International Journal of Risk & Safety in Medicine. 2016 28[3]:143-161.
OBJECTIVE: This is an analysis of the unpublished continuation phase of Study 329, the primary objective of which was to compare the efficacy and safety of paroxetine and imipramine with placebo in the treatment of adolescents with unipolar major depression. The objectives of the continuation phase were to assess safety and relapse rates in the longer term. The objective of this publication, under the Restoring Invisible and Abandoned Trials [RIAT] initiative, was to see whether access to and analysis of the previously unpublished dataset from the continuation phase of this randomized controlled trial would have clinically relevant implications for evidence-based medicine.
METHODS: The study was an eight-week double-blind randomized placebo-controlled trial with a six month continuation phase. The setting was 12 North American academic psychiatry centres, from 20 April 1994 to 15 February 1998. 275 adolescents with major depression were originally enrolled in Study 329, with 190 completing the eight-week acute phase. Of these, 119 patients [43%] entered the six-month continuation phase [paroxetine n=49; imipramine n=39; placebo n=31], in which participants were continued on their current treatment, blinded. As per the protocol, we have looked at rates of relapse [based on Hamilton Depression Scale scores] across both acute and continuation phases, and generated a safety profile for paroxetine and imipramine compared with placebo for up to six months. ANOVA testing [generalized linear model] using a model including effects of site, treatment and site x treatment interaction was applied. Otherwise we used only descriptive statistics.

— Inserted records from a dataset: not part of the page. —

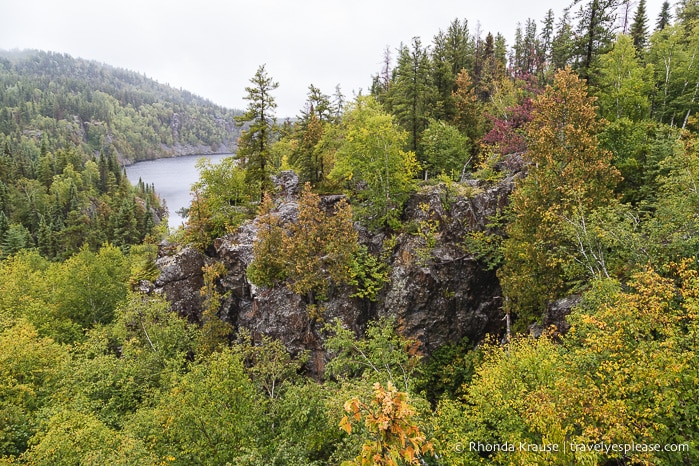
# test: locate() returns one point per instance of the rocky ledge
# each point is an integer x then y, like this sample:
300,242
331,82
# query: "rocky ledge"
437,292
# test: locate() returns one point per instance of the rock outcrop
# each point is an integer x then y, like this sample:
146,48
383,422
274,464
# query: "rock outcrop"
437,291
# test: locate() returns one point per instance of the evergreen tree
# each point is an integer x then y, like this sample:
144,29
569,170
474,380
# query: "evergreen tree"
254,143
371,160
570,176
563,44
639,28
412,92
452,51
664,17
596,31
625,85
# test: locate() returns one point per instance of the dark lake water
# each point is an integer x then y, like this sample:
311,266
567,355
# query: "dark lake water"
173,178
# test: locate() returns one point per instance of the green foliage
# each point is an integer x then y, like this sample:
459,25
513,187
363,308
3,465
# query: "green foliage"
372,161
210,416
445,150
67,101
569,177
312,255
253,151
268,266
448,371
382,355
75,438
221,201
29,374
625,85
368,274
89,286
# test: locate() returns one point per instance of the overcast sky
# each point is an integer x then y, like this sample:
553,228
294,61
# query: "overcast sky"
213,48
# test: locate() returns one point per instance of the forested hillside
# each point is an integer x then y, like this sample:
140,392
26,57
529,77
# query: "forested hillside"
54,99
561,171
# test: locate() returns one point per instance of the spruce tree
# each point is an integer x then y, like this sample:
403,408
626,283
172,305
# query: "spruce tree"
664,17
411,94
254,143
570,175
639,28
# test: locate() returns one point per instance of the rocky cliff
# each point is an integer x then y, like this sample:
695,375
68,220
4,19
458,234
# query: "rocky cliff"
437,291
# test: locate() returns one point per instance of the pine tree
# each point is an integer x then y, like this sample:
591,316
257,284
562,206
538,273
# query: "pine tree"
254,143
664,17
639,28
570,176
596,31
412,92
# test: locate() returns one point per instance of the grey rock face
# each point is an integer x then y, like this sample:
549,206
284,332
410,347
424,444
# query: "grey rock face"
437,294
180,280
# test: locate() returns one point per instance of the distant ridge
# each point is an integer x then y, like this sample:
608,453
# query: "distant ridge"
58,100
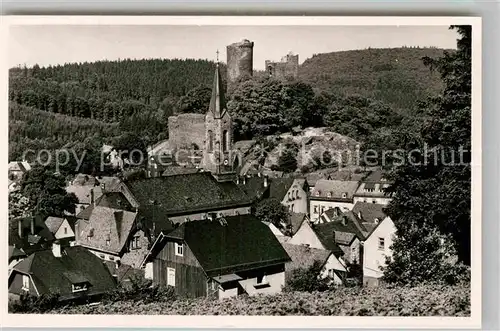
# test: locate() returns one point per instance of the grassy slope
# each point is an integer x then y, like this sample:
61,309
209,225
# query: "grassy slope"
396,76
417,301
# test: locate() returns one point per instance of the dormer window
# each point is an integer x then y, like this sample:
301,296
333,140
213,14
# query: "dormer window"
135,242
179,249
80,287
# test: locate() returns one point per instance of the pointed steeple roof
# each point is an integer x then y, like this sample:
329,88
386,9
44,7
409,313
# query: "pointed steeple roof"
217,101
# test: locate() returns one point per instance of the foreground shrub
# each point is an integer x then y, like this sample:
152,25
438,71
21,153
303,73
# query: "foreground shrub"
34,305
425,300
307,280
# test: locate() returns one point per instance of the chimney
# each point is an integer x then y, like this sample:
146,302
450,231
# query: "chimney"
20,228
32,225
56,249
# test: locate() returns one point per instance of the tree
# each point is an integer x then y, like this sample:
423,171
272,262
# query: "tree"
46,193
195,101
432,193
287,161
272,211
308,280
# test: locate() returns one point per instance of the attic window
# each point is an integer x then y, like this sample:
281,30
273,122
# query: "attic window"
80,287
262,282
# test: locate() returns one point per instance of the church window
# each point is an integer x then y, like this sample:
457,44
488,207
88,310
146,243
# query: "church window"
210,141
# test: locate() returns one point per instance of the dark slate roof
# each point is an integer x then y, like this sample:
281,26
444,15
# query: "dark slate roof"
244,243
296,220
369,211
279,187
176,195
326,235
115,200
54,223
42,233
334,190
56,274
15,253
352,223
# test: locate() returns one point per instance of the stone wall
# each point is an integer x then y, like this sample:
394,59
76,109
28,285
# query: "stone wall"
239,60
288,67
185,130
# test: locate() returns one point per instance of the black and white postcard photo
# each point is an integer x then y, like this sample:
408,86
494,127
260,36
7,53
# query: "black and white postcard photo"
251,171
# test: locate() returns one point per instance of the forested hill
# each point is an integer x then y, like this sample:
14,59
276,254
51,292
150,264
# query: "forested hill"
395,76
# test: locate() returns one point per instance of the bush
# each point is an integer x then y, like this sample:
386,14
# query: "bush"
30,304
307,280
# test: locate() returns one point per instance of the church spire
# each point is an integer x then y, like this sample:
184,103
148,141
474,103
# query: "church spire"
217,101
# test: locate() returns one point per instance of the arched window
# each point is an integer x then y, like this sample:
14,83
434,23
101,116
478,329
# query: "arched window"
210,141
225,141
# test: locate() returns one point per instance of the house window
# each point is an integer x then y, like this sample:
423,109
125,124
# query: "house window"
381,243
135,243
171,276
261,279
79,287
210,141
26,283
179,249
225,141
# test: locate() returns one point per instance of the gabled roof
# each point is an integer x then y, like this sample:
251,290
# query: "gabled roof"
352,223
296,220
217,101
176,195
15,252
107,229
54,223
334,189
303,257
40,228
115,200
369,211
243,243
57,274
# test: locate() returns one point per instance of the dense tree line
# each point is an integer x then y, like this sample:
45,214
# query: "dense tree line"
394,76
432,194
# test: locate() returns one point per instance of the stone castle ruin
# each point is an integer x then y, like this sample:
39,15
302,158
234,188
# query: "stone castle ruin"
287,68
239,60
189,130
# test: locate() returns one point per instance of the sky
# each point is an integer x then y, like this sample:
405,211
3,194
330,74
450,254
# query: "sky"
57,44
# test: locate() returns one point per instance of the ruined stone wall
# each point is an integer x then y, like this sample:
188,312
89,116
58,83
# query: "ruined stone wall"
288,67
239,60
185,130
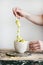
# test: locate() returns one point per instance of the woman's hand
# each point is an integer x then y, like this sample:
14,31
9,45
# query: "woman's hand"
18,12
36,46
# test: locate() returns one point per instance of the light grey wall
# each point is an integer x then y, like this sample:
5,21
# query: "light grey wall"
29,31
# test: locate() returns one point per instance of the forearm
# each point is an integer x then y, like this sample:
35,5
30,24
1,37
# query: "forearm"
36,19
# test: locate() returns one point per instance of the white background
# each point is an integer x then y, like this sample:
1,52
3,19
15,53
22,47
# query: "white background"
29,31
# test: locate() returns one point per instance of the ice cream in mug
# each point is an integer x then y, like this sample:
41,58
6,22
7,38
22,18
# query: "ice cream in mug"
19,38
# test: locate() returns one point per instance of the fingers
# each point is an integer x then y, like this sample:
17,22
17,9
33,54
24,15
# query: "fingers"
34,46
17,12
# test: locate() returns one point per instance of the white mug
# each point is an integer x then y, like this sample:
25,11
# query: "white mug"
20,47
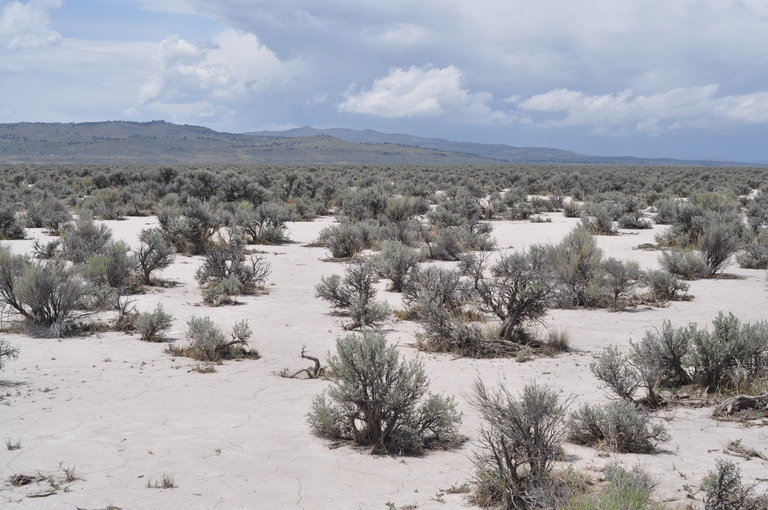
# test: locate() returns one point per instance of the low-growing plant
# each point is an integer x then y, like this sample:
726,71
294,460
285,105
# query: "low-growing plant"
355,295
380,401
153,325
155,252
228,270
10,226
755,254
395,261
521,438
618,426
190,227
49,213
724,490
85,239
207,342
7,351
49,295
114,267
626,490
347,239
664,286
687,264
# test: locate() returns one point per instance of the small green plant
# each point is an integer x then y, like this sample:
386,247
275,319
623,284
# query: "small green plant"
208,343
166,481
153,325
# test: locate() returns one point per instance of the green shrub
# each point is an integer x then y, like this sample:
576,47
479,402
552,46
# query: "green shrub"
207,342
354,293
380,401
10,226
190,227
755,254
577,262
619,426
49,295
86,239
49,213
153,325
724,490
155,252
7,351
664,286
626,490
521,438
395,261
688,264
113,268
228,270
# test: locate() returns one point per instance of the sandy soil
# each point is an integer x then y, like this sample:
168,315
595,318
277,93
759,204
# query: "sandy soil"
122,412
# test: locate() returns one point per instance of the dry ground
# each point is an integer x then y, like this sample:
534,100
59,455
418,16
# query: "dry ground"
121,411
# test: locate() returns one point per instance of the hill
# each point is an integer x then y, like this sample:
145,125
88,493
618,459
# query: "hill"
160,142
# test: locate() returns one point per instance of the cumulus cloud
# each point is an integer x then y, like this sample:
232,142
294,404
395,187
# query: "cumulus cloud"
624,112
230,67
25,25
422,92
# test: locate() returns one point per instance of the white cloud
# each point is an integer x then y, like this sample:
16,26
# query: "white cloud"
26,25
233,65
423,93
624,112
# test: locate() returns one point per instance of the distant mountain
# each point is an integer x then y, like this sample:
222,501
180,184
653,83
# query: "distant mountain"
160,142
498,152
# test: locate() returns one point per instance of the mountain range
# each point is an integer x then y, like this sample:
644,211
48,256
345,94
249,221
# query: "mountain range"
160,142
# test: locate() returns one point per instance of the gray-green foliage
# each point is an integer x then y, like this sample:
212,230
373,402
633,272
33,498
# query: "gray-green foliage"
620,277
264,224
155,252
613,369
381,401
521,439
395,261
619,425
626,490
48,212
685,263
755,254
190,227
228,267
577,262
347,239
114,267
729,355
10,226
664,286
49,295
518,291
153,325
207,342
85,239
724,490
355,294
7,351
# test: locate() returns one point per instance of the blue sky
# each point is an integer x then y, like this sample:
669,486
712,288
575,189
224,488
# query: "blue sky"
685,79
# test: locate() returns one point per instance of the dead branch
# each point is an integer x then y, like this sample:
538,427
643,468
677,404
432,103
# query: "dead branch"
312,372
742,402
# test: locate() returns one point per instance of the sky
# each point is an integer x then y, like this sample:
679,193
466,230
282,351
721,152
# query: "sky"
651,78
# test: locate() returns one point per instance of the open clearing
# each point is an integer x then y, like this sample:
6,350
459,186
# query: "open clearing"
123,412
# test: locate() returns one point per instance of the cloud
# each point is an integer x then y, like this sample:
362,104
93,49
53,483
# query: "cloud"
229,68
423,92
27,25
624,112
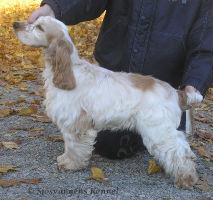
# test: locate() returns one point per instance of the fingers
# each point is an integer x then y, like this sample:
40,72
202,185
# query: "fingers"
34,16
45,10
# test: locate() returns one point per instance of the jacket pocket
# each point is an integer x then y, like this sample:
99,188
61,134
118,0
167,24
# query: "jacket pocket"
111,42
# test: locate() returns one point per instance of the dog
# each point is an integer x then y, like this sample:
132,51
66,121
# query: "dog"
83,99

RESULTS: Of patients entering the continuation phase, 15 of 49 for paroxetine [31%], 12 of 39 for imipramine [31%] and 12 of 31 for placebo [39%] completed as responders. Across the study, 25 patients on paroxetine relapsed [41% of those showing an initial response], 15 on imipramine [26%], and 10 on placebo [21%]. In the continuation and taper phases combined there were 211 adverse events in the paroxetine group, 147 on imipramine and 100 on placebo. The taper phase had a higher proportion of severe adverse events per week of exposure than the acute phase, with the continuation phase having the fewest events.
CONCLUSIONS: The continuation phase did not offer support for longer-term efficacy of either paroxetine or imipramine. Relapse and adverse events on both active drugs open up the risks of a prescribing cascade. The previously largely unrecognised hazards of the taper phase have implications for prescribing practice and need further exploration.